‘What a horrid little snail!” my grandad exclaimed when he saw my new pet. In the past, I might have agreed with him. Snails were slow, moist and silent, making them boring and gross. Yet reading a history book about what the Romans did to them – getting them addicted to milk by lacing it with salt, fattening them up so much they couldn’t fit into their shells – left me horrified.
I vowed that I would right historical wrongs and be the valiant protector of the next snail I saw. I would give it a happy life with all the salt-free milk it could drink.
When my cousin tried to crush one, I picked it up and placed it in a jar I had filled with leaves and sticks. I put several air holes in the lid and filled a bottle cap with milk. What more could anyone want?

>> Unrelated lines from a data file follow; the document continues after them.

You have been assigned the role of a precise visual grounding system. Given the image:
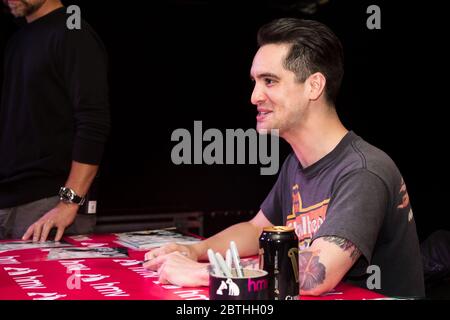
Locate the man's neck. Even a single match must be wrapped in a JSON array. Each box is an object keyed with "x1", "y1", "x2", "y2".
[
  {"x1": 283, "y1": 109, "x2": 348, "y2": 168},
  {"x1": 25, "y1": 1, "x2": 63, "y2": 23}
]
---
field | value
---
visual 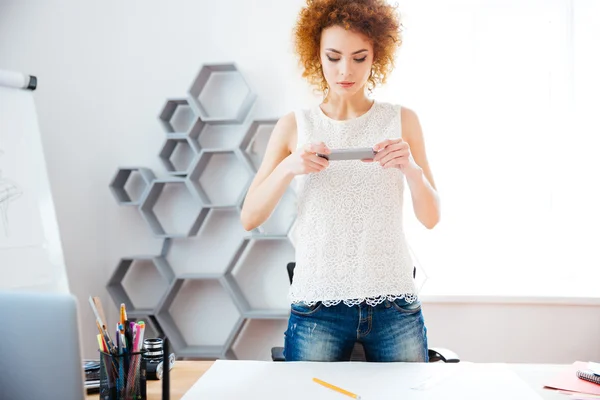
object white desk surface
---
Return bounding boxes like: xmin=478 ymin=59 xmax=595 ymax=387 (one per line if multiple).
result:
xmin=183 ymin=361 xmax=570 ymax=400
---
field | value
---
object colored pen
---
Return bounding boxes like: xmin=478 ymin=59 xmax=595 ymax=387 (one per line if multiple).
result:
xmin=313 ymin=378 xmax=360 ymax=399
xmin=119 ymin=303 xmax=127 ymax=327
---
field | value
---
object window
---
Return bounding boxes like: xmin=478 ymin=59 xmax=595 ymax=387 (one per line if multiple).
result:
xmin=377 ymin=0 xmax=600 ymax=296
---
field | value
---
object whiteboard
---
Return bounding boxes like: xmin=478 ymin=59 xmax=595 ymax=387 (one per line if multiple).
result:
xmin=0 ymin=78 xmax=68 ymax=292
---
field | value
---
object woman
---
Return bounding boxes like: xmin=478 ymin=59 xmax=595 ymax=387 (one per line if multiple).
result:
xmin=241 ymin=0 xmax=440 ymax=362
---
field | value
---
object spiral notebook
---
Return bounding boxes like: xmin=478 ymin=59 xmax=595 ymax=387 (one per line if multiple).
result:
xmin=577 ymin=370 xmax=600 ymax=385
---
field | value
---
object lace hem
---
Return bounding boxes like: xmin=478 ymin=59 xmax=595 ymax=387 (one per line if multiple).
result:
xmin=292 ymin=293 xmax=417 ymax=307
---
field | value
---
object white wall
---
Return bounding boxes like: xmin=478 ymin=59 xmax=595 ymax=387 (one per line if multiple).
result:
xmin=0 ymin=0 xmax=600 ymax=362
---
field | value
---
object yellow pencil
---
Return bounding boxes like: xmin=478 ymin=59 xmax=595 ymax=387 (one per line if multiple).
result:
xmin=313 ymin=378 xmax=360 ymax=399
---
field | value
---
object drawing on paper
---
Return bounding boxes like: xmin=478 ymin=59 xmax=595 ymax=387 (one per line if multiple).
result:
xmin=0 ymin=149 xmax=23 ymax=237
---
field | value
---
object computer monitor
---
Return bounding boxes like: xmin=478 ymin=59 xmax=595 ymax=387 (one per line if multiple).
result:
xmin=0 ymin=291 xmax=85 ymax=400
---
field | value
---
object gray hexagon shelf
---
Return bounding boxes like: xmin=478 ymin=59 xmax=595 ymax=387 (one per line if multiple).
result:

Bryan (a misspelt tribute to the Monty Python character) looked like most snails. He was an unremarkable brown-shelled, grey-skinned cornu aspersum (the kind you see in most UK gardens). We had had pets before, a bizarre lineup of animals that included stick insects, a piranha and a rabbit. My mother rightly put her foot down after years of feeding and cleaning them whenever my brother and I lost interest.
Bryan didn’t need expensive supplies from the pet shop or input from my parents. All he needed was someone to keep his plants, milk and water topped up and to wipe away the tendrils of poo that crept out from beneath his shell. I was in my first year of secondary school and life was lonely, mostly defined by bullying and isolation. Knowing Bryan was there when I got home provided comfort and meaning.

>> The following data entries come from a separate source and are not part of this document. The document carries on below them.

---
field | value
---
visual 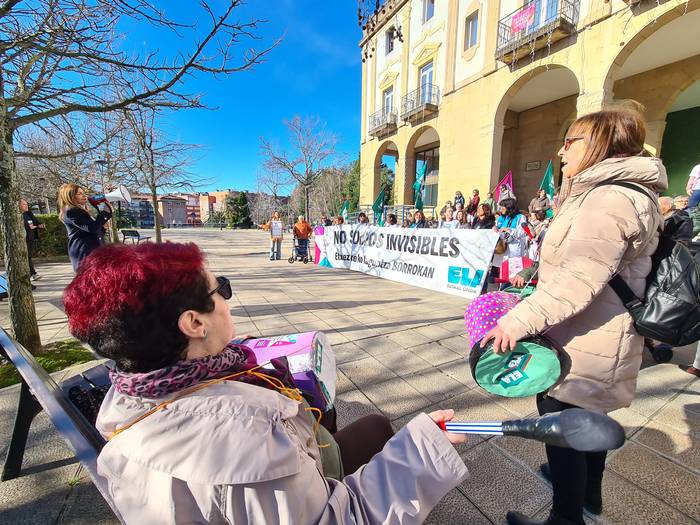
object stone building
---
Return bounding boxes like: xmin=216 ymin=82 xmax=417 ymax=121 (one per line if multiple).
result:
xmin=360 ymin=0 xmax=700 ymax=206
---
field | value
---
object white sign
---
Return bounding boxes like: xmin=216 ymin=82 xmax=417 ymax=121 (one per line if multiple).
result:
xmin=270 ymin=221 xmax=282 ymax=238
xmin=316 ymin=225 xmax=498 ymax=298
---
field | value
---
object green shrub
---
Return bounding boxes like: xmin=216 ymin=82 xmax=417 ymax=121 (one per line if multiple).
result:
xmin=34 ymin=215 xmax=68 ymax=257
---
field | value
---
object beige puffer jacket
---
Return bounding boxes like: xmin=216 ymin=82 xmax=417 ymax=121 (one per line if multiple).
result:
xmin=498 ymin=157 xmax=667 ymax=412
xmin=96 ymin=381 xmax=468 ymax=525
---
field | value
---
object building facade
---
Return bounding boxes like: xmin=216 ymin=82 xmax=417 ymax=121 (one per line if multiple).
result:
xmin=360 ymin=0 xmax=700 ymax=213
xmin=158 ymin=195 xmax=187 ymax=223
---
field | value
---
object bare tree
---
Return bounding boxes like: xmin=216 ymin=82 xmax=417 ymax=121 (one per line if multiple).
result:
xmin=0 ymin=0 xmax=270 ymax=352
xmin=260 ymin=116 xmax=338 ymax=217
xmin=126 ymin=108 xmax=205 ymax=242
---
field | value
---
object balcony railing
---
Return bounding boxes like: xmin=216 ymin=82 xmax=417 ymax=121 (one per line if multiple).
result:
xmin=369 ymin=108 xmax=398 ymax=136
xmin=496 ymin=0 xmax=580 ymax=64
xmin=401 ymin=84 xmax=440 ymax=120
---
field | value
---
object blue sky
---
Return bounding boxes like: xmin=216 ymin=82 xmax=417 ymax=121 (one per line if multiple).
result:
xmin=128 ymin=0 xmax=362 ymax=190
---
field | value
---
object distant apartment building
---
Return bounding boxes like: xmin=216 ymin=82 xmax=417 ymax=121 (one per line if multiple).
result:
xmin=129 ymin=193 xmax=155 ymax=228
xmin=176 ymin=193 xmax=202 ymax=224
xmin=158 ymin=195 xmax=187 ymax=226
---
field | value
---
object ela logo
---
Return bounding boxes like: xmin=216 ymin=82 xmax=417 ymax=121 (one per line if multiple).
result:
xmin=496 ymin=352 xmax=532 ymax=388
xmin=447 ymin=266 xmax=484 ymax=288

Two decades later, I recounted this to friends. Rather than seeing it as a moving tale of girl meets beast, they pointed out that trapping an animal in a confined space was not a healthy relationship. Words such as “codependent” and “snail-trafficking” were bandied around. I was forced to consider that the line between saviour and jailer had been slim.
Yet, writing this has made me realise that Bryan was also named after a boy whose family had moved away when I was 11, robbing me of my only friend. Adopting a snail had somehow filled the void.
When I came home one day to find Bryan black and shrivelled, I was inconsolable. I exorcised my grief by writing mawkish poems with lines such as: “The sky is black and the stars are falling.” One of them ended: “In paradise, you and me.”
I like to think that Bryan’s affection for me wasn’t totally milk-based, although I doubt he gave it much thought. Sorry about the poems, Bryan – at least you weren’t there to read them.